Les éleveurs de bovins ne sont pas non plus concernés par les aides de l’État. Six bovins de moins de 6 mois ont toutefois été tués ou blessés en 2025, selon la préfecture. « L’année prochaine, sept loups seront formés aux attaques de bétail. Je ne sais pas comment on va vivre avec », s’inquiète celle qui n’est « pas pour flinguer les loups qui restent au fond de la forêt », mais se dit favorable à « prélever ceux qui s’en prennent aux troupeaux de manière récurrente ».

Dans les Alpes et le Jura, des volontaires de l’association Férus se proposent de veiller ponctuellement sur les animaux. « Cela ne remplace pas un vrai berger, mais cela peut soulager les éleveurs. C’est une aide à inscrire dans un ensemble », insiste Bérengère Yar, animatrice dans la région. Elle a contacté certaines fermes du plateau de Millevaches et n’a essuyé que des refus.
Un dialogue miné par les conflits
« En Limousin, cela a du mal à prendre. Personne n’a envie de se lancer, par crainte d’être considéré comme un traître ou un collabo pro-loup », regrette-t-elle. Même si Férus assure que ce dispositif Pastoraloup a fait ses preuves, les éleveurs semblent sceptiques. « Vous croyez vraiment qu’ils vont trouver beaucoup de bénévoles pour passer des nuits blanches à garder les moutons des paysans ? Soyons sérieux », rejette Daniel Couderc, le président de la chambre d’agriculture de la Corrèze (syndiqué à la FDSEA, le syndicat productiviste), joint par téléphone.
Les syndicats majoritaires, FDSEA, Jeunes agriculteurs (JA) et Coordination rurale (CR), refusent toute alternative à l’abattage des prédateurs. Sous leur pression, la diffusion d’un documentaire de Carduelis sur le loup qu’ils jugeaient « provocateur » a été annulée dans un lycée agricole de Corrèze.
« Notre position est claire depuis des années : le loup n’est pas compatible avec l’élevage en plein air. Qu’il soit mis dans un parc animalier, mais certainement pas en liberté au milieu des troupeaux », s’agace Daniel Couderc, dont le syndicat a boycotté la « Cellule loup » organisée sous l’égide du préfet, considérant qu’elle « ne sert qu’à compter les cadavres ». Le 7 août, un rassemblement contre le loup a attiré plus de 500 éleveurs, élus, chasseurs devant la mairie de Millevaches. Les discussions entre « pro » et « anti » n’ont pas évolué depuis.

« Le manque de dialogue crée des préjugés et des oppositions.

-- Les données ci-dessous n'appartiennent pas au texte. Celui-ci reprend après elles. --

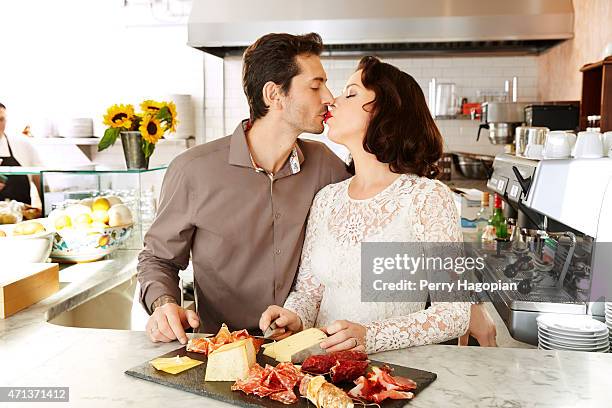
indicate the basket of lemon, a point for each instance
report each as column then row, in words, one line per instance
column 89, row 230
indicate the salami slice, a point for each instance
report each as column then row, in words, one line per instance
column 348, row 370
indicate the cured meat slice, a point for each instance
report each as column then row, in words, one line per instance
column 277, row 383
column 379, row 385
column 286, row 397
column 322, row 363
column 324, row 394
column 224, row 336
column 347, row 370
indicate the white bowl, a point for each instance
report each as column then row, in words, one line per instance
column 25, row 248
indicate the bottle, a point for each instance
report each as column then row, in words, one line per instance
column 498, row 220
column 483, row 215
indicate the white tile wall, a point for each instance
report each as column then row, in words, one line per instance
column 225, row 103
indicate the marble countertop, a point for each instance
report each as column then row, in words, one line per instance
column 92, row 362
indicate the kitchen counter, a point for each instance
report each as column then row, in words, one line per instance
column 92, row 362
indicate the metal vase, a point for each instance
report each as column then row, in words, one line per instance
column 132, row 150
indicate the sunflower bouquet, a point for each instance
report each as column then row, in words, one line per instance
column 155, row 119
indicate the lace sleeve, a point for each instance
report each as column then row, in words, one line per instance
column 434, row 218
column 307, row 292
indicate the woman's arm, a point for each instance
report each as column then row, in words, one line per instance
column 307, row 292
column 434, row 219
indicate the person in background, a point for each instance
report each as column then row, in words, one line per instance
column 16, row 151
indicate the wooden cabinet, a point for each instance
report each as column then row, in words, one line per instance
column 597, row 93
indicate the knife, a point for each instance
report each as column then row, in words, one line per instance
column 269, row 330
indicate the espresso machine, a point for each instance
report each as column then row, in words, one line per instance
column 560, row 252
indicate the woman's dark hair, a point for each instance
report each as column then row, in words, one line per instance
column 401, row 131
column 273, row 58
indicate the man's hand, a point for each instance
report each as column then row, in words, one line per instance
column 344, row 335
column 287, row 322
column 482, row 327
column 169, row 321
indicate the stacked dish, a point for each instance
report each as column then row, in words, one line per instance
column 572, row 333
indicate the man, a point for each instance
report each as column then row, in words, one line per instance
column 16, row 152
column 240, row 204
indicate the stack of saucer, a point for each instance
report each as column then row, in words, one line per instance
column 572, row 333
column 609, row 319
column 76, row 127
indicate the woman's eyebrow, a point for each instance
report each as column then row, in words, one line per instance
column 349, row 85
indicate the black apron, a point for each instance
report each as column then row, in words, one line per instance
column 17, row 187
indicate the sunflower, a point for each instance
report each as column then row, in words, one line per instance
column 150, row 106
column 171, row 122
column 151, row 129
column 118, row 116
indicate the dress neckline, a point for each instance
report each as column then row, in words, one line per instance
column 379, row 194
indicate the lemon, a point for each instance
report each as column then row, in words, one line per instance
column 100, row 203
column 83, row 220
column 98, row 226
column 62, row 221
column 112, row 200
column 28, row 228
column 100, row 216
column 119, row 214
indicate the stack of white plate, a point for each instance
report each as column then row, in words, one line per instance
column 572, row 333
column 76, row 127
column 609, row 319
column 185, row 115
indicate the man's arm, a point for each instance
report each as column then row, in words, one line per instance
column 168, row 241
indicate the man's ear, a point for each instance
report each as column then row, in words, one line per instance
column 271, row 95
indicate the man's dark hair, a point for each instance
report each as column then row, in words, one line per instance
column 273, row 58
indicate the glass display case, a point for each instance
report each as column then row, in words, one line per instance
column 137, row 189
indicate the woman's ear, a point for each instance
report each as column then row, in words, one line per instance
column 271, row 94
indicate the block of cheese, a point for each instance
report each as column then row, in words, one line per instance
column 283, row 350
column 231, row 362
column 174, row 365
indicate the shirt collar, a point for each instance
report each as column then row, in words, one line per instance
column 240, row 155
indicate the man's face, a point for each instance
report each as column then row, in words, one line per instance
column 2, row 120
column 306, row 102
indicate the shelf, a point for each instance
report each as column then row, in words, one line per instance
column 107, row 171
column 93, row 141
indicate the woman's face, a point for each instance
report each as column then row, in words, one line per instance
column 350, row 113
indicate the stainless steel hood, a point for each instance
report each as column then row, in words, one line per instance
column 386, row 26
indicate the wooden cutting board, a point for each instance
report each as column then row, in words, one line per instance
column 192, row 381
column 22, row 285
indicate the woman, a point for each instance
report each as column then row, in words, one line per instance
column 383, row 120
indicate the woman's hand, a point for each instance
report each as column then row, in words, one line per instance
column 344, row 335
column 287, row 322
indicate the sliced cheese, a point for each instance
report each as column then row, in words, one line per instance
column 283, row 350
column 231, row 361
column 174, row 365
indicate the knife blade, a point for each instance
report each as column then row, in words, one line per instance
column 269, row 330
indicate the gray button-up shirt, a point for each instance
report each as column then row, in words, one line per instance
column 243, row 228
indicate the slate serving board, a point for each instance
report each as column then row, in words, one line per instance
column 192, row 381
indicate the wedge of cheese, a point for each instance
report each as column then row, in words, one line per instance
column 174, row 365
column 282, row 350
column 231, row 361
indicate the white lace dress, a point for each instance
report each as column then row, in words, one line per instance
column 327, row 288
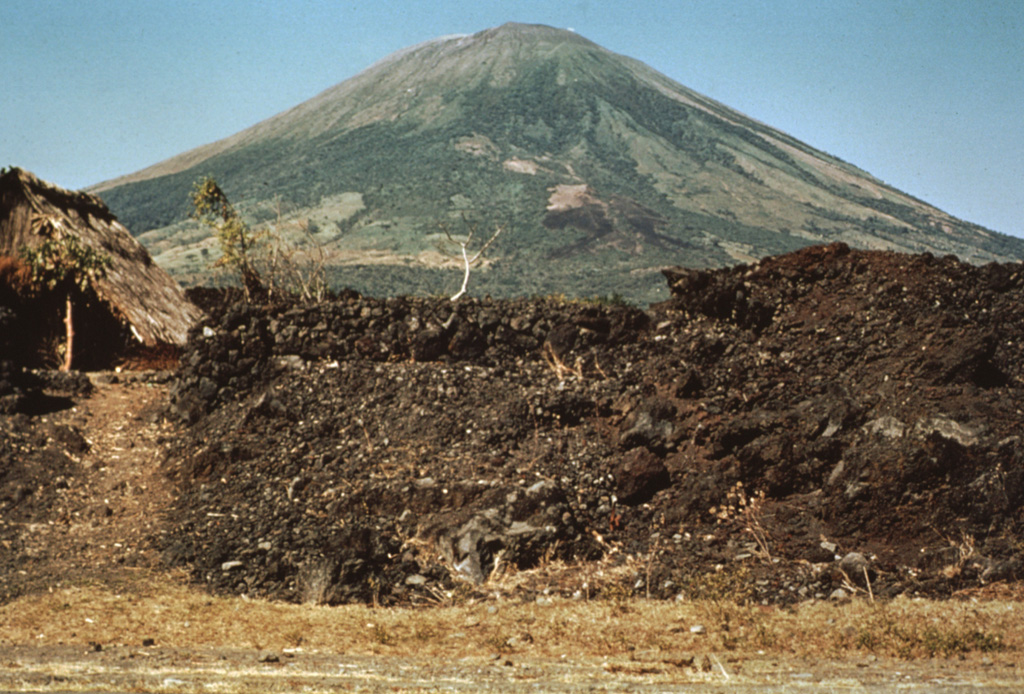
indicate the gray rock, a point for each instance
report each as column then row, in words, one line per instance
column 854, row 564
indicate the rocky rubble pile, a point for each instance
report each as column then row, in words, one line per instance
column 801, row 427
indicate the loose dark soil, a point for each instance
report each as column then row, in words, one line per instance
column 829, row 420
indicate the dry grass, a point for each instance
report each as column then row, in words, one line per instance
column 176, row 616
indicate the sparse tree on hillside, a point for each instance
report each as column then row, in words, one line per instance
column 464, row 245
column 239, row 244
column 62, row 263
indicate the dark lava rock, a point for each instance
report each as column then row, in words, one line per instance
column 764, row 420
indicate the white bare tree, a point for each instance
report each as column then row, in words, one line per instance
column 469, row 261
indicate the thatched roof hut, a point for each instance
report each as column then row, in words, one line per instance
column 139, row 294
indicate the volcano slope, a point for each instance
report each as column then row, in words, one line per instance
column 820, row 421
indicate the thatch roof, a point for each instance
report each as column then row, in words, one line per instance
column 140, row 294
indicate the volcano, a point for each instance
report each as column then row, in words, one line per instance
column 600, row 171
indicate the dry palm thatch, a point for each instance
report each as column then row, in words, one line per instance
column 138, row 293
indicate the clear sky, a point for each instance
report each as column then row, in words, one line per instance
column 927, row 95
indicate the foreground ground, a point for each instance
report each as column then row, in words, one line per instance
column 97, row 612
column 156, row 636
column 765, row 482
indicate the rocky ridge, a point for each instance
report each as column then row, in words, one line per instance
column 814, row 425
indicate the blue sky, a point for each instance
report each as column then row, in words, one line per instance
column 926, row 94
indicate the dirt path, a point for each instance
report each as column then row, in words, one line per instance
column 112, row 503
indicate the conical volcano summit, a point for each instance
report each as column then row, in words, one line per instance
column 600, row 171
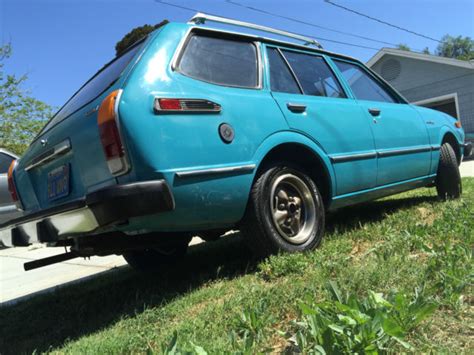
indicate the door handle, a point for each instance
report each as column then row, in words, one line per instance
column 374, row 111
column 297, row 108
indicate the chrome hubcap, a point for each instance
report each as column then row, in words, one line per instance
column 293, row 208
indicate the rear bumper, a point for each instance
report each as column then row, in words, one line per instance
column 99, row 209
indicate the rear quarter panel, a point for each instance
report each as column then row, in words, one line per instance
column 160, row 145
column 438, row 124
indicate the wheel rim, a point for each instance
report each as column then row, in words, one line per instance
column 293, row 208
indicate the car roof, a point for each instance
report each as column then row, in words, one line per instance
column 265, row 39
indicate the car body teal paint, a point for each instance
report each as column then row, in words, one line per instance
column 366, row 157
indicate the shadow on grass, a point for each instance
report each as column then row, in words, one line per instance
column 45, row 322
column 350, row 218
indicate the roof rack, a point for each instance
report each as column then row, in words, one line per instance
column 201, row 18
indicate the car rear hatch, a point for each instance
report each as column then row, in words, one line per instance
column 66, row 160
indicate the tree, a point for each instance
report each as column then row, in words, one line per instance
column 21, row 116
column 403, row 47
column 134, row 35
column 456, row 47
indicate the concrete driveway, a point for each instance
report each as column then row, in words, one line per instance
column 16, row 284
column 467, row 168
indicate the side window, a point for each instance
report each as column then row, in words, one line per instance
column 281, row 79
column 5, row 161
column 314, row 75
column 220, row 61
column 362, row 84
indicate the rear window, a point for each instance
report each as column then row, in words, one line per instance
column 100, row 82
column 314, row 75
column 362, row 84
column 281, row 79
column 220, row 61
column 5, row 161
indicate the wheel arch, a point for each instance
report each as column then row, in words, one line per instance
column 450, row 138
column 299, row 149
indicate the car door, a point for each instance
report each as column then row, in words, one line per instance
column 401, row 137
column 315, row 104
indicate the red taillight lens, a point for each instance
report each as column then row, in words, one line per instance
column 110, row 135
column 11, row 182
column 170, row 104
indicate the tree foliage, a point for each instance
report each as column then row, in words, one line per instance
column 456, row 47
column 134, row 35
column 21, row 116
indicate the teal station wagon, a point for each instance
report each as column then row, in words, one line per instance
column 197, row 131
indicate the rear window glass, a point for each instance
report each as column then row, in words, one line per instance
column 105, row 78
column 314, row 75
column 362, row 84
column 5, row 161
column 220, row 61
column 281, row 79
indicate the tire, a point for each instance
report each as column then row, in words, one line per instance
column 448, row 178
column 149, row 260
column 285, row 212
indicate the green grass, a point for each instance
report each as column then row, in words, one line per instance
column 394, row 274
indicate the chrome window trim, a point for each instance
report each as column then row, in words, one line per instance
column 200, row 18
column 191, row 32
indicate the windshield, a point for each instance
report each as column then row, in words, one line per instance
column 100, row 82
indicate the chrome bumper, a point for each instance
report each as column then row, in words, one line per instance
column 100, row 209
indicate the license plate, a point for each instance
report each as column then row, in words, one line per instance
column 58, row 182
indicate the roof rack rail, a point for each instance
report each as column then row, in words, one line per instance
column 201, row 18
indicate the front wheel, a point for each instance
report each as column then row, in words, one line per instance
column 285, row 212
column 448, row 178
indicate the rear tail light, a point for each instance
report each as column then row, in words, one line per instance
column 11, row 182
column 110, row 138
column 167, row 105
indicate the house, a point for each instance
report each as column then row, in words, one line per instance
column 444, row 84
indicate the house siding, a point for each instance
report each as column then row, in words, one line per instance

C’est classique dans un territoire où le loup s’installe, constate Jessica Hureaux, chargée de mission grands prédateurs pour le parc naturel régional depuis 2021. Mieux on connaîtra les loups en présence, mieux on accompagnera les éleveurs. Mais tout le monde se méfie de tout le monde, donc on a du mal à capter les informations. Aujourd’hui, les conflits sont au cœur de la problématique et ralentissent le travail. »
Le retour de l’espèce était prévisible, la région coche de nombreux critères pour qu’elle s’y installe : présence de proies, population peu dense, nombreuses zones-refuges boisées…
Carmen Munoz Pastor et Vincent Primault imaginaient la création d’un « pôle technique » qui regrouperait des spécialistes du loup, des agents de l’OFB, du PNR et des éleveurs, pour étudier le comportement des individus en présence, suivre leurs déplacements et ainsi déployer des dispositifs de protection mieux adaptés sur le terrain, mais les naturalistes attendent toujours un tête-à-tête avec le préfet de Corrèze qu’ils ont sollicité.
Dans certaines régions européennes, comme les Abruzzes en Italie, le grand prédateur est intégré dans le quotidien des bergers depuis des années et est devenu un argument touristique. « C’est une question de volonté politique. Dans notre pays, elle ne va pas dans le sens de la préservation de la biodiversité », jugent-ils.
Sur l’écran de leur ordinateur, de très récents clichés des louveteaux photographiés dans la forêt limousine défilent. On les voit marcher dans les pas de leur mère, les uns à la suite des autres. « Il ne se passe plus une journée sans que l’on nous demande de leurs nouvelles. Nous, on estime que c’est une chance de les avoir sur notre territoire. On vit un moment historique, alors donnons les moyens aux éleveurs de se protéger et préservons ces animaux fabuleux », plaident les deux passionnés.
Bientôt, les jeunes s’aventureront loin de la tanière pour suivre les adultes. « La saison de la chasse débute dans deux semaines, cela ouvre le champ des possibles, se soucient Carmen Munoz Pastor Pastor et Vincent Primault. Pour l’instant, la meute a réussi à passer entre les mailles de tous les filets. Mais là, ça devient vraiment flippant. »
L’activité d’élevage sur le plateau de Millevaches est essentiellement ovin et bovin. Les prairies occupent plus d’un tiers de la superficie du territoire. Au loin, les monts du Cantal.